Post-Gutenberg Book Launch
Initially, after such a long time of study and writing, I think the Post-Gutenberg launch of The Parliament of Poets is off to a good start. There has been a considerable amount of interest in the book through social networking and otherwise, on Facebook, Google+ and so forth. A fair number of review copies, digital and hardcover, were sent out during the summer; the summer serialization resulted in people hearing about the book and purchasing individual chapters for 99 cents apiece; many editors and intelligent readers have responded into the fall, and hardcover copies are selling. I managed to contact much of the old traditional review magazines, journals, and newspapers that count, in terms of serious literary discussion and interest, or thought of as such by many, and gave them the opportunity to consider and review what I believe can only rightly be recognized as what it is–the first global, universal epic poem, and the first epic poem in the English language in 345 years, though I’m well aware that it’s up to critics and readers to judge it. Inevitably, I am the thoroughly immersed and partial author of my child.
I’ve enjoyed immensely, too, exploring the possibilities of the Post-Gutenberg moment, finding what I hope are new ways of reaching readers and the culture, of making my book available for readers, as we all try to figure out where and how we go from here. It’s a very exciting time to write, just from that perspective.

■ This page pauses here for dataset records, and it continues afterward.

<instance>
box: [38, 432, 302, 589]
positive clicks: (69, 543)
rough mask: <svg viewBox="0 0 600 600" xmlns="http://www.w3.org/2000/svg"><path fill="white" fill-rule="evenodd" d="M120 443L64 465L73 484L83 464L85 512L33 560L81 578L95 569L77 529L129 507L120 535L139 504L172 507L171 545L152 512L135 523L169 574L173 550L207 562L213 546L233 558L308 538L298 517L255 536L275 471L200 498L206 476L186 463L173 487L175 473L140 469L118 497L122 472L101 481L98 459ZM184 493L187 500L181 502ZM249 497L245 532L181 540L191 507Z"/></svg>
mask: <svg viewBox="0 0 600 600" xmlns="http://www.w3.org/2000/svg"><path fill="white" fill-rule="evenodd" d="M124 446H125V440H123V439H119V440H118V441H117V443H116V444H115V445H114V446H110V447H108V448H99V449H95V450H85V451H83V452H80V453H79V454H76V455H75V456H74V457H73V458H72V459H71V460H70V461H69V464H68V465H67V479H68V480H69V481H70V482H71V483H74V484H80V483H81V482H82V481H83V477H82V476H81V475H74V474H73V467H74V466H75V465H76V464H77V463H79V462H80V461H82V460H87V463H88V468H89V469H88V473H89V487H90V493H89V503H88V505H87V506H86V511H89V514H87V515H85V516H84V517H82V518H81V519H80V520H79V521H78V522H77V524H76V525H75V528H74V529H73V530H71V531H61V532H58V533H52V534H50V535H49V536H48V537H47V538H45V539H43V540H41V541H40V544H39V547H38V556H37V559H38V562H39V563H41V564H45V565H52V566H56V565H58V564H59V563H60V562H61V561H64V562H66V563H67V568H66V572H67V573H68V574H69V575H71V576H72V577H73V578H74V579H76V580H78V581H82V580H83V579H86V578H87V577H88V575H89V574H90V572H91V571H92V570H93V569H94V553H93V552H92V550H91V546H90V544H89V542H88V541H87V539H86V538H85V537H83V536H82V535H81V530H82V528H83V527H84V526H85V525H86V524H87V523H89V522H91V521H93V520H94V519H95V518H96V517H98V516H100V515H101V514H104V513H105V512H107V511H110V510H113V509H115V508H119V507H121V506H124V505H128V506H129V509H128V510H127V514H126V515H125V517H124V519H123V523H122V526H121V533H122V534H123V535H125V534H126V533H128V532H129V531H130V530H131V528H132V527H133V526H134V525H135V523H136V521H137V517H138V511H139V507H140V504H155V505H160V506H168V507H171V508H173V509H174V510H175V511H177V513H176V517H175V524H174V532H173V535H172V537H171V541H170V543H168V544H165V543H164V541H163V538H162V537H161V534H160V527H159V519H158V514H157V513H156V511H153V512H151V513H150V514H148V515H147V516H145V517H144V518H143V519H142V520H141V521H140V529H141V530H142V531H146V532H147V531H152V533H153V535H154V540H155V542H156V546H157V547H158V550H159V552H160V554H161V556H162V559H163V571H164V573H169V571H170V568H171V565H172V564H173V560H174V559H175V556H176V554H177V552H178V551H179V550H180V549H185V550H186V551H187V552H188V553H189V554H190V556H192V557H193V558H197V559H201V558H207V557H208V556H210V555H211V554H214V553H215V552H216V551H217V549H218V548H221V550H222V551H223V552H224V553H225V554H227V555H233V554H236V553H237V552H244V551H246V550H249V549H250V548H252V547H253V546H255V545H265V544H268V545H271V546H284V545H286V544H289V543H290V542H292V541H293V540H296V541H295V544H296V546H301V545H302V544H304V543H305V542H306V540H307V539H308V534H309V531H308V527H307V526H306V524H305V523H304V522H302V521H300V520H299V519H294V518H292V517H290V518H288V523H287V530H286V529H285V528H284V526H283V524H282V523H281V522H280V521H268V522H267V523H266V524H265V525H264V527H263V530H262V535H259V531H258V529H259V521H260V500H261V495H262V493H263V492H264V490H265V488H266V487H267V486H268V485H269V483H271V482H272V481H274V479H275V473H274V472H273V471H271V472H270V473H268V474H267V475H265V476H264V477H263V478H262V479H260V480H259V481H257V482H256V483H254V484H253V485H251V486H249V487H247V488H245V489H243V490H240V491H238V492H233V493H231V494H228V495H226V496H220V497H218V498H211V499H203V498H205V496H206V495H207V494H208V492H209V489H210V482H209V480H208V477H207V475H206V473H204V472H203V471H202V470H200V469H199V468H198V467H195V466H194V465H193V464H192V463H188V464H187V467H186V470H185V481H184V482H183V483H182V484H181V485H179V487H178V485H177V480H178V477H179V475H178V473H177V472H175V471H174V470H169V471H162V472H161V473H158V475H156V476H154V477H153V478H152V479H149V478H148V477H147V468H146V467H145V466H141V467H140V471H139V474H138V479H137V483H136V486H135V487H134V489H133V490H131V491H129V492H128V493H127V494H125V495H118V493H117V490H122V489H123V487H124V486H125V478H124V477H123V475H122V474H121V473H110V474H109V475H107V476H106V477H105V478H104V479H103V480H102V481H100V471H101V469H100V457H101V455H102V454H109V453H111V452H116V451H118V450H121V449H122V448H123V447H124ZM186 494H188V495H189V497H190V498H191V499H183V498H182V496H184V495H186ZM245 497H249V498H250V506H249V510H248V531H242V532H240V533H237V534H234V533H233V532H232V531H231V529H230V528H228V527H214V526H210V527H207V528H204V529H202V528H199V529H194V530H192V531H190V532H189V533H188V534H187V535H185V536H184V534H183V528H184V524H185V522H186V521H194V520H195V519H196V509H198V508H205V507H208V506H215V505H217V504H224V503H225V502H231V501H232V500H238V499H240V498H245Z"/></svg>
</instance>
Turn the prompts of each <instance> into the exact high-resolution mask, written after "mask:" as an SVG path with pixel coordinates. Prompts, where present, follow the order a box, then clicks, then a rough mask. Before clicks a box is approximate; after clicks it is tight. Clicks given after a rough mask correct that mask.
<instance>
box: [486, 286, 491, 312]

I’m grateful, too, that there has been some interest among South Asian Indian readers and journals. While Robert Frost, Ezra Pound, T. S. Eliot, and so many other American writers, had to go east, back to the old world, if you will, to find and receive a hearing, I have always felt and experienced an attraction to Asia, Japan, China, and India, on many levels of my being. That interest is reflected in my epic. Often I have thought that perhaps for me, if anything like recognition ever finds me, maybe it has to come first somehow from Asia, given what literature and the academy have so often become in the US and Western world.
When I look back at 2012, I can only think it’s been a remarkable year for me, quite a journey on the lived level, really, covering a lot of ground, reading my epic as I finished various drafts, in Buffalo and Albany, and then in Austin, Texas, a number of times. With the epic finished and setup worldwide in hardcover and digital formats, I hope somehow in 2013 to be able to travel more and begin to live my dream of reading and reciting it throughout first Michigan and the United States, and, God willing, around the world, becoming a modern exemplar of that rhapsode on the Berlin Painter’s great and matchless amphora.